Su rostro se había marchitado, no cabía duda. A pesar del empeño de la maquilladora, nada podía ocultarlo, y eso que se había esmerado: quince minutos con la esponja, el cepillo y los polvos color melocotón. Tras ponerle de nuevo las gafas Ray-Ban, sus mejillas grisáceas mostraban aún un brillo enfermizo. La chica le dio un ligero golpecito en el hombro y dijo:
—Tranquilo, Don. Ahora mismo vendrán a buscarlo.
Luego le sonrió en el espejo e intentó parecer satisfecha, pero él sabía lo que ella estaba pensando: «A farshlepte krenk[1]» una enfermedad incurable: eso es el envejecimiento.
Había dejado su cartera apoyada contra el pie de la silla giratoria. Cuando la maquilladora se hubo marchado, Don se agachó y empezó a hurgar entre frascos, ampollas y blísteres. Sacó dos comprimidos redondos: 20 mg de diazepam. Volvió a incorporarse en la silla, se los puso sobre la lengua y tragó.

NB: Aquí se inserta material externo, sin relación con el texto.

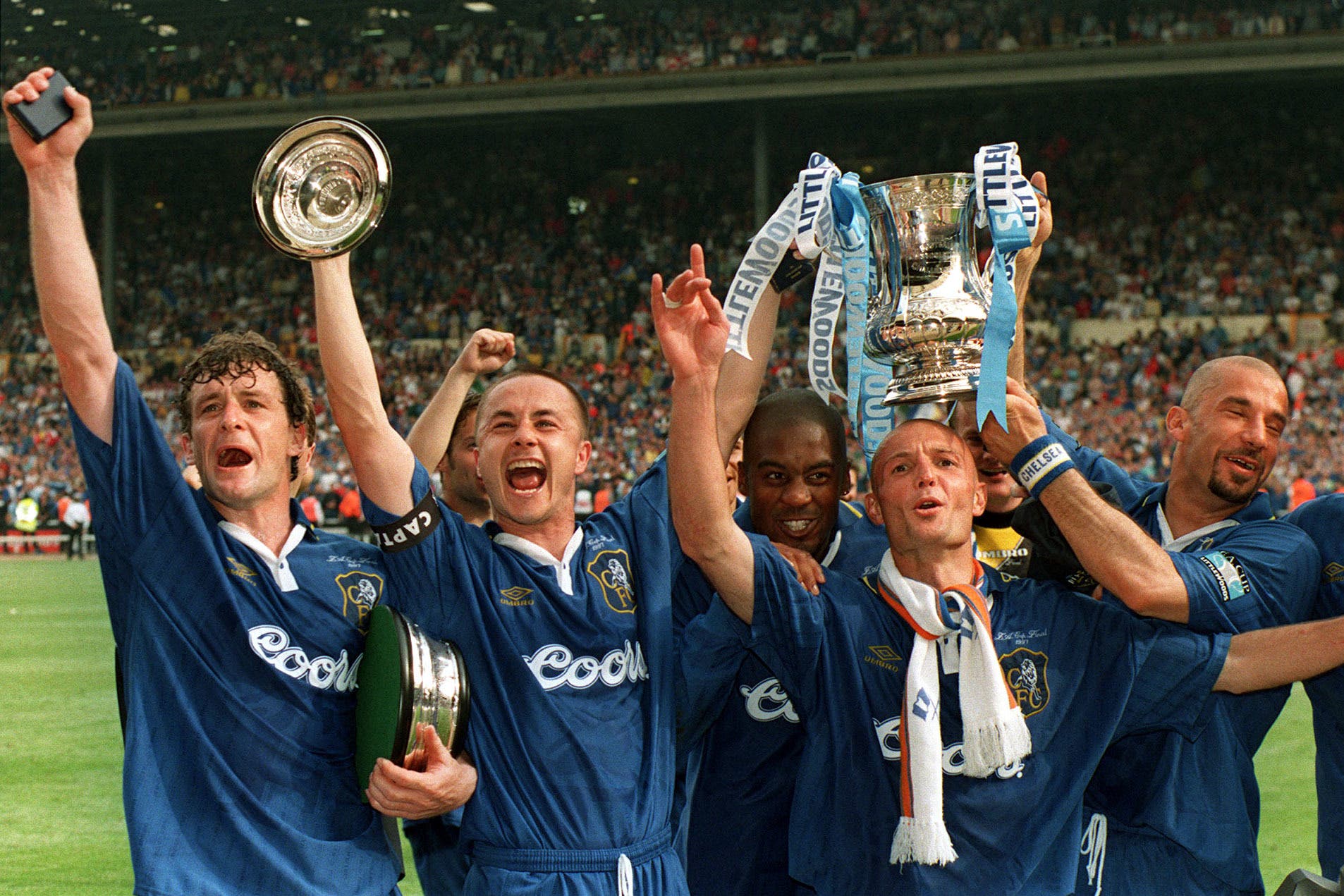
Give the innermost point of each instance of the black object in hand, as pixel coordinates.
(1051, 556)
(44, 114)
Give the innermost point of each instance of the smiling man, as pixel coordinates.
(566, 629)
(1226, 567)
(238, 625)
(793, 472)
(952, 716)
(998, 544)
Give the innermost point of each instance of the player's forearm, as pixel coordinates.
(69, 297)
(381, 458)
(695, 480)
(741, 378)
(1116, 551)
(430, 434)
(1018, 354)
(1276, 657)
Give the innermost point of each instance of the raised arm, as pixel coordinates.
(486, 352)
(1108, 543)
(741, 378)
(1276, 657)
(694, 332)
(384, 462)
(62, 264)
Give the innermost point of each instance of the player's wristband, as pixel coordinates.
(1041, 464)
(790, 271)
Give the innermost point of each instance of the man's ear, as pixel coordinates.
(1178, 422)
(581, 461)
(870, 504)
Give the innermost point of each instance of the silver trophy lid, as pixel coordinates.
(322, 188)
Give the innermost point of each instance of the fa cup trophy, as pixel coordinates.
(928, 300)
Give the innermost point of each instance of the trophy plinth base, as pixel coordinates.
(933, 387)
(934, 372)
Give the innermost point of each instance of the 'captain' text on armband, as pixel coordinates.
(412, 528)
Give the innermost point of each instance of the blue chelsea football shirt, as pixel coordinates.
(1323, 520)
(746, 762)
(572, 669)
(240, 685)
(1246, 572)
(1096, 675)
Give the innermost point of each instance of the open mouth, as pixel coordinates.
(233, 458)
(526, 476)
(796, 527)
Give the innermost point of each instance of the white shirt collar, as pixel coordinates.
(279, 566)
(1176, 546)
(543, 556)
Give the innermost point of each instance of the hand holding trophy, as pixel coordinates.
(320, 190)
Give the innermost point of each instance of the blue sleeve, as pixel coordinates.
(430, 554)
(133, 483)
(1262, 574)
(709, 657)
(1097, 468)
(133, 480)
(788, 624)
(1173, 677)
(647, 515)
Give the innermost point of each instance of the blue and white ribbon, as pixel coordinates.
(824, 215)
(1006, 202)
(870, 418)
(758, 265)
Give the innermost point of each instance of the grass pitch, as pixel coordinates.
(62, 828)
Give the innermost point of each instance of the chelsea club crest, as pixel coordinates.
(1025, 670)
(360, 593)
(612, 570)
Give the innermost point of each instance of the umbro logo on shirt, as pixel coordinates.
(884, 656)
(516, 597)
(241, 571)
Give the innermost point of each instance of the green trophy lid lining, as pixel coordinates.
(381, 728)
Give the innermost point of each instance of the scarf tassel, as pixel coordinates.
(995, 743)
(922, 841)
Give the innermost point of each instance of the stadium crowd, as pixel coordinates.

A la luz de los fluorescentes del espejo, el minutero del reloj de pared dio un saltito: las seis y treinta y cuatro minutos. Un televisor con el volumen muy bajo emitía las noticias matinales. Faltaban once minutos para que empezara el programa de entrevistas de la mañana.
Llamaron a la puerta y una figura corpulenta se asomó.
—¿Es aquí dónde maquillan?
Don asintió con la cabeza.
—Luego tengo que ir a TV4 —añadió el recién llegado—. Espero que las chicas se esmeren y el maquillaje me dure.
Avanzó por el suelo de linóleo azul y se sentó al lado de Don.
—Me parece que saldremos juntos, ¿verdad? —le preguntó.
—Sí, eso parece.
La silla giratoria chirrió cuando el hombre se inclinó hacia Don.
—He leído sobre usted en los diarios. Es el experto o algo así, ¿verdad?
—No es precisamente mi especialidad —contestó Don—. Pero haré lo que pueda. —Se puso en pie y descolgó la americana del respaldo de la silla.
—Pero en los diarios dicen que usted sabe mucho sobre esto —insistió el hombre.
—Bueno, si ellos lo dicen…
Don se puso la americana de pana, y cuando se disponía a colgarse la cartera del hombro, el desconocido lo retuvo agarrándolo por la correa y dijo:
—No tiene por qué darse tantos aires. Fui yo quien lo encontró todo allá abajo, ¿sabe? Y por cierto, se trata de… —Vaciló un instante—. Se trata de un asunto en el que usted podría ayudarme.
—¿Ah, sí?
—Es un… —Lanzó una rápida mirada a la puerta para cerciorarse de que estaban solos—. Bueno, allí abajo encontré algo más. Un secreto, podríamos decir.
—¿Un secreto?
El hombre tiró de la correa para que Don se inclinara.
—Lo tengo en casa, en Falun. Si le va bien, me gustaría que se acercara y… —Su voz se apagó.
Don siguió su mirada hasta la puerta, donde ahora sí aguardaba la presentadora del programa, que vestía chaqueta beige y falda formal.
—Veo que ya os habéis presentado —dijo con una sonrisa nerviosa—. ¿Qué tal si seguís hablando más tarde? —Señaló en dirección al pasillo, donde una pantalla iluminada en rojo indicaba: «Emisión en curso»—. Por aquí, señor Titelman.